Gravitational lensing by a massive object

From the diagram, we have that $\xi = \theta D_L$ , and

\beta D_S = \theta D_S - \phi (D_S - D_L)

Since $\phi = \frac{4GM}{c^2} \frac{1}{\theta D_L}$ ,

\tag{5.5.2} \beta D_S = \theta D_S - \frac{4GM}{c^2} \frac{1}{\theta D_L} (D_S - D_L)

When the source is perfectly aligned with the lens ( $\beta = 0$ ), a ring-like image is formed, called the Einstein ring, having angular radius (called the Einstein radius)

\tag{5.5.3} \theta_E = \sqrt{\frac{4GM}{c^2} \frac{D_S - D_L}{D_S D_L}}

An example of an Einstein ring formed by gravitational lensing.

Using $\theta_E$ , equation (5.5.2) can be rewritten as

\tag{5.5.4} \beta = \theta \left[ 1 - \frac{\theta_E^2}{\theta^2} \right]

which gives two solutions for $\theta$ , corresponding to the two images formed

\tag{5.5.5} \theta = \frac{\beta}{2} \left[1 \pm \sqrt{1 + \frac{4 \theta_E^2}{\beta^2}} \right]

A property of gravitational lensing is that the surface brightness of the images formed remains the same as that of the original object.
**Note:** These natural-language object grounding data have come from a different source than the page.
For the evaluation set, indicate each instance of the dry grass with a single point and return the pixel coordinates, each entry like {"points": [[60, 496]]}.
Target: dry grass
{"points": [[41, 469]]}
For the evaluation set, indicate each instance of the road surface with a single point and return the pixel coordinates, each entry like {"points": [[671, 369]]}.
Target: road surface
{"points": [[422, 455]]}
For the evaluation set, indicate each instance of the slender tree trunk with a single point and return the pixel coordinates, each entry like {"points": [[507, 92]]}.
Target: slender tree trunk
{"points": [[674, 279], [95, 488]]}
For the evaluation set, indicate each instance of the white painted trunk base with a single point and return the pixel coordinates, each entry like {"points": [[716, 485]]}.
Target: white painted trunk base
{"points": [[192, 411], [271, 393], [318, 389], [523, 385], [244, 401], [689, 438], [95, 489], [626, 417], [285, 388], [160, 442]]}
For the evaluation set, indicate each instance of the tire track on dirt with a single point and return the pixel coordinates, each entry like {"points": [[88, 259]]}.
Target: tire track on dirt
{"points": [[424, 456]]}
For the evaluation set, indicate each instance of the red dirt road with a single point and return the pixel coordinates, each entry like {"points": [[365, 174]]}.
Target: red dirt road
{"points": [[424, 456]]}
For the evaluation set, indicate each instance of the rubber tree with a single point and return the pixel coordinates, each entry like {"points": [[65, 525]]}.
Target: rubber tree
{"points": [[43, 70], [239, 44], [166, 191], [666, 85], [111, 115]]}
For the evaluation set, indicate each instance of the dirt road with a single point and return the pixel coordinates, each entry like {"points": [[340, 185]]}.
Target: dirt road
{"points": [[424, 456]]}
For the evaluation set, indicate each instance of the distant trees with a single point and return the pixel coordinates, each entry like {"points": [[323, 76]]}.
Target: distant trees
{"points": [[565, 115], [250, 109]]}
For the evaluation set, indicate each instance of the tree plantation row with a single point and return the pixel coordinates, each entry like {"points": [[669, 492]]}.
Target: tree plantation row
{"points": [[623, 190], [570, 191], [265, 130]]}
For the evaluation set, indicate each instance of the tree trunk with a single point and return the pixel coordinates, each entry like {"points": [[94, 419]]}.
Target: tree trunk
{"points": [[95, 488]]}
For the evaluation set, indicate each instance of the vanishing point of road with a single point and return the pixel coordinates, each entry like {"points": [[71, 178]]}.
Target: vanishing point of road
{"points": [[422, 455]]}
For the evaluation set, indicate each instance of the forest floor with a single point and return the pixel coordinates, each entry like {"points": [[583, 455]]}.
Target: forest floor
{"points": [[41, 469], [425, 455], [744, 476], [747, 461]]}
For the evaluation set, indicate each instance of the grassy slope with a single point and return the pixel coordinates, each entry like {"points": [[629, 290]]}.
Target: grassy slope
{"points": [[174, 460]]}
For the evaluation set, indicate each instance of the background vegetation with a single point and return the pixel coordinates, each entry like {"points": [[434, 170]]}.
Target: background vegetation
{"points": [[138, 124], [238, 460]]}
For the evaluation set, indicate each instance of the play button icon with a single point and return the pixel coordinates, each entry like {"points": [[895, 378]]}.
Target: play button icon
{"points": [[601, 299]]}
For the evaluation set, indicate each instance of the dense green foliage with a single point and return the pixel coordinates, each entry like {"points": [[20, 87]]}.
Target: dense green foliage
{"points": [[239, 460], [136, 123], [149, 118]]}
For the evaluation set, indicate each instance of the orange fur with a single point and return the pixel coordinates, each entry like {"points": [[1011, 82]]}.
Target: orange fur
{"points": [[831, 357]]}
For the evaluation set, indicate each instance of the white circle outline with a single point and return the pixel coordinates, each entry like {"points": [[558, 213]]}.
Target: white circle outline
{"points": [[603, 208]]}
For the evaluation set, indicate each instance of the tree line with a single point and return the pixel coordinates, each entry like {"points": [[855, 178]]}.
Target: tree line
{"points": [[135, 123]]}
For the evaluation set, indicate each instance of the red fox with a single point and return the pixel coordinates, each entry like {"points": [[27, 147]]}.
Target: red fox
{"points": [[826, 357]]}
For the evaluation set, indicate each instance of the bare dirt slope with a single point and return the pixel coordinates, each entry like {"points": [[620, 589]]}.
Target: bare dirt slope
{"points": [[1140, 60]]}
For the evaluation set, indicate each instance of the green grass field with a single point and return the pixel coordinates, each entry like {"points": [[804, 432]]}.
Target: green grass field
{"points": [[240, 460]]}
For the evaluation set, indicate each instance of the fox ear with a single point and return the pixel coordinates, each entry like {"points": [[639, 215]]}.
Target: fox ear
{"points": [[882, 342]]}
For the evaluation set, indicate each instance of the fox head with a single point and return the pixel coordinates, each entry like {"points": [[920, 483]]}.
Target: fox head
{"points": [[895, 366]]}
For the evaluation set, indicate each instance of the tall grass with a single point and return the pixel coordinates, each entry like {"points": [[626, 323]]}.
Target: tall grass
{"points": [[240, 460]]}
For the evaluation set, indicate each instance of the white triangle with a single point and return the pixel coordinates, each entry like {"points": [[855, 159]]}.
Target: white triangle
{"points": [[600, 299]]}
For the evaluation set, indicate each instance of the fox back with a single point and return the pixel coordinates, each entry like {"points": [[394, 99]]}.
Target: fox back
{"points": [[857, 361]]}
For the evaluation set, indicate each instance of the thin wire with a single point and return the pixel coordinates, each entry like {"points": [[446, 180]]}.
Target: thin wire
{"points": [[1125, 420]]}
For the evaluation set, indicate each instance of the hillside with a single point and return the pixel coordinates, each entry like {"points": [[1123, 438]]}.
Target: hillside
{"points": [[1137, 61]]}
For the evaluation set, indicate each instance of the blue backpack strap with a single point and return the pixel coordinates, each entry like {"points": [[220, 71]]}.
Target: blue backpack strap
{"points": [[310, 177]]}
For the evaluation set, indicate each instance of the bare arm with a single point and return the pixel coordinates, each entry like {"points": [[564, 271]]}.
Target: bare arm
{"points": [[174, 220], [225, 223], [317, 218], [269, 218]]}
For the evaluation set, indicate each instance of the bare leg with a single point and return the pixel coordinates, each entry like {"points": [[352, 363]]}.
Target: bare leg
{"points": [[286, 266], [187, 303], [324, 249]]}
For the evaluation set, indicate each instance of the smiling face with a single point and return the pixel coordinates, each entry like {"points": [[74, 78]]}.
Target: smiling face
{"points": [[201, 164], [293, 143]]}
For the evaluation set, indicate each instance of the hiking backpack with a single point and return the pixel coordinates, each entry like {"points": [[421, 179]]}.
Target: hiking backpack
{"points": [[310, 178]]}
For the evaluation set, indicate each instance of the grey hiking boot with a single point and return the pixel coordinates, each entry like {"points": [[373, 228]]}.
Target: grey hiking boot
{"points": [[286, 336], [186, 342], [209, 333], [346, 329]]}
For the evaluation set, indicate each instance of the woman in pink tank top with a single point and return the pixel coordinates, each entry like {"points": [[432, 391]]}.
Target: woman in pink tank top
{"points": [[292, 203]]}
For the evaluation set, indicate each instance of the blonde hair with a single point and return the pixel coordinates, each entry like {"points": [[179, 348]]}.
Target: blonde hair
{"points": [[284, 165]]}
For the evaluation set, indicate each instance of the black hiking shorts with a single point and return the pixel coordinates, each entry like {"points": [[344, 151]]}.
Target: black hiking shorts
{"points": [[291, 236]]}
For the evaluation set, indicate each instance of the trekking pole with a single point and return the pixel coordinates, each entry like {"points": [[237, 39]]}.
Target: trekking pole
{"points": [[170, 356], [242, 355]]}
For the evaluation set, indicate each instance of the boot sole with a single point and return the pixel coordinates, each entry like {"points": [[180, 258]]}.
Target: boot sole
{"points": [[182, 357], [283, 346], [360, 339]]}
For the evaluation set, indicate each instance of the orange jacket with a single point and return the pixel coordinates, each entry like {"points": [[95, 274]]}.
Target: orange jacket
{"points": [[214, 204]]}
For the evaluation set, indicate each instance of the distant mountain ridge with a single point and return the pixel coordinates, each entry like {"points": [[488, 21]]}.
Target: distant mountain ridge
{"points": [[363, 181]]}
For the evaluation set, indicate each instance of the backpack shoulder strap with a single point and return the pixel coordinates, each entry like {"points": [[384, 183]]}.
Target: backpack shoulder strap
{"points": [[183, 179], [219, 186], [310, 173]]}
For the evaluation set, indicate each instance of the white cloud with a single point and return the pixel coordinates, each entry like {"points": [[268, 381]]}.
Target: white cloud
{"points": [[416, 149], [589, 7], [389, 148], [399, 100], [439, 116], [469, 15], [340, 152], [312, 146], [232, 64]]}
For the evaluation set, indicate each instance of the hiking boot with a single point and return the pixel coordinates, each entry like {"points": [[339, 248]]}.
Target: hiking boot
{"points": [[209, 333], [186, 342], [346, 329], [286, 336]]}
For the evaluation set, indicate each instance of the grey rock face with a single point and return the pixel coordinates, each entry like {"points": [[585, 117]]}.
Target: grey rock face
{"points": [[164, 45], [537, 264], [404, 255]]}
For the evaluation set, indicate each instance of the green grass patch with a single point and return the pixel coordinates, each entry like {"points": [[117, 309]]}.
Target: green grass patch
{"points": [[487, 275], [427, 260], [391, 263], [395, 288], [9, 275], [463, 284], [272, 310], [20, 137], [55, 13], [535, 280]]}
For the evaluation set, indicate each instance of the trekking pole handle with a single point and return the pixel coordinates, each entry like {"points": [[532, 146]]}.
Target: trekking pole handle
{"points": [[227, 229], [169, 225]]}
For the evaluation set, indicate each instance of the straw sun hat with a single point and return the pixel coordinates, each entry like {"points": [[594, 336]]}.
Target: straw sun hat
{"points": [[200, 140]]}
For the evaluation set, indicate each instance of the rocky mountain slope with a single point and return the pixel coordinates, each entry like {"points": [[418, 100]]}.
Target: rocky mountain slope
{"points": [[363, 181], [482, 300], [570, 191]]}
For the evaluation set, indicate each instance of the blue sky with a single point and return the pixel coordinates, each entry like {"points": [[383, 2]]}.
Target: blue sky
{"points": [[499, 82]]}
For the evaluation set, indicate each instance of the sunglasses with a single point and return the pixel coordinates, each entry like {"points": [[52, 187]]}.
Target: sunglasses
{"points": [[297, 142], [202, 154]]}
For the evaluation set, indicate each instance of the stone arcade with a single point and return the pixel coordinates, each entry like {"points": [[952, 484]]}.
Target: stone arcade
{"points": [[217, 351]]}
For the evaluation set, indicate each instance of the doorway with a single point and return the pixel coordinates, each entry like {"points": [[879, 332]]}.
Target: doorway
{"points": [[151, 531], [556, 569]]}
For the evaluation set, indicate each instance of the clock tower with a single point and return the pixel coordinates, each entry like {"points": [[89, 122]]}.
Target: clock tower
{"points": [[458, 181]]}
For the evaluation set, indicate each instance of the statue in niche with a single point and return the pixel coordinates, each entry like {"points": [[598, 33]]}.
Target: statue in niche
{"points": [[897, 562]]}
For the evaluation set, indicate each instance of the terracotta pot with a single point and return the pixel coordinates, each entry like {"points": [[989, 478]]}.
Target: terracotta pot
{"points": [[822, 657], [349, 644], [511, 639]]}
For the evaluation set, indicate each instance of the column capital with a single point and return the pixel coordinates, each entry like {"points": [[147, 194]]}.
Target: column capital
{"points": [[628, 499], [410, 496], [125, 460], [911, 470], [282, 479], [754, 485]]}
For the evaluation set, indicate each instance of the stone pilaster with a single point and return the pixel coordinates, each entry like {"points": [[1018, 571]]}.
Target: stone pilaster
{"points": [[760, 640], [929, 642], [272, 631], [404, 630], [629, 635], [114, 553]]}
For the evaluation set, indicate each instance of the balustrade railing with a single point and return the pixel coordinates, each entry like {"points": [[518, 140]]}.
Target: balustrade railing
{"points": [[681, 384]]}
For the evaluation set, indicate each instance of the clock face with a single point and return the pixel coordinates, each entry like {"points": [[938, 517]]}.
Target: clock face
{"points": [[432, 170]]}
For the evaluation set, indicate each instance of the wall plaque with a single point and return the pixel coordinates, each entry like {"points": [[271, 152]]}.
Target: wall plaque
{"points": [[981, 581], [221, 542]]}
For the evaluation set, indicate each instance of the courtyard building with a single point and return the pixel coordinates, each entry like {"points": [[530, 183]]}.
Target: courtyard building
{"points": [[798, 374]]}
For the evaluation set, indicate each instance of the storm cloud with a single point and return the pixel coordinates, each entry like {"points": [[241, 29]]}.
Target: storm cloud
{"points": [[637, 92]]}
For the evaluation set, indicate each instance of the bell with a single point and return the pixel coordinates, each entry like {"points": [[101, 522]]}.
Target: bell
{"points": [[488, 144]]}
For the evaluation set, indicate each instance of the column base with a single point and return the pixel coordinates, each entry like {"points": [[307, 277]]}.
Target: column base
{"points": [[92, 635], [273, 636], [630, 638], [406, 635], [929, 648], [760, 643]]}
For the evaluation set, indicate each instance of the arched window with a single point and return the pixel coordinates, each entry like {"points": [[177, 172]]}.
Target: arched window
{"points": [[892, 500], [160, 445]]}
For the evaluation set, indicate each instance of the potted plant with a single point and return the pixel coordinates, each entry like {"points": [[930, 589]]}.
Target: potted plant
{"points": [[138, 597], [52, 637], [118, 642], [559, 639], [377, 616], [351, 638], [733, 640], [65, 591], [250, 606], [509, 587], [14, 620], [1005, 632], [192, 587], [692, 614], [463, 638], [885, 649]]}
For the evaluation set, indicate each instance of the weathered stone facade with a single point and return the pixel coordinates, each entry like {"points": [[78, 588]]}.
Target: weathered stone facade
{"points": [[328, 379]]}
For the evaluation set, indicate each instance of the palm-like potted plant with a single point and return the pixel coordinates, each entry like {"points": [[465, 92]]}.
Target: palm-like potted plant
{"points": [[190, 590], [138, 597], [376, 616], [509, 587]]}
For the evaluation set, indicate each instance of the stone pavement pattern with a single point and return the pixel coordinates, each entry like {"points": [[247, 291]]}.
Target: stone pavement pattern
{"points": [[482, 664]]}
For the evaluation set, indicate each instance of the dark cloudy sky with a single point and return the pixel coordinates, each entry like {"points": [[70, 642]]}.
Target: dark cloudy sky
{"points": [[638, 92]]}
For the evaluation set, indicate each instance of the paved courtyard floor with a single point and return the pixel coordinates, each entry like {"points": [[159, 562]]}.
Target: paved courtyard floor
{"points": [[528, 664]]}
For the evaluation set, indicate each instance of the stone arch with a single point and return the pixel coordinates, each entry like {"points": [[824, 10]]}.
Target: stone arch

Thus the apparent brightness of the image is directly proportional to its area. From this, we can find out the amplification $\mu$ of light due to gravitational lensing

\mu = \frac{\theta \delta \theta}{\beta \delta \beta}

Evaluating this, we get

\tag{5.5.6} \mu = \left| 1 - \left( \frac{\theta_E}{\theta} \right)^4 \right|^{-1}

Cosmic Distance Ladder

There are several methods to find distances to celestial objects. Closer objects (moons, planets, sun) require a different technique to find their distance than distant objects like quasars. The cosmic distance ladder is a succession of methods by which astronomers determine the distances to celestial objects. Each method is built on the previous one, allowing for a more accurate measurement of distance.

Trigonometric Parallax

This is based on the apparent yearly back and forth movement of stars in the sky, caused by the orbital motion of Earth. This can measure distances up to ~30pc.

Statistical Parallax

The sun moves through the LSR with a speed of 20 km/s. Combining the apparent proper motion with observed radial motion allows the estimation of distance to a star cluster. This has been used to find the distance to Hyades.

Main Sequence Fitting

If the distance to a cluster is known, its HR diagram can be plotted. Another cluster whose distance is to be determined can be plotted on the same HR diagram and compared to get the distance modulus.

Standard Candles

Standard candles are classes of objects that have a calibrated absolute magnitude $M_V$ .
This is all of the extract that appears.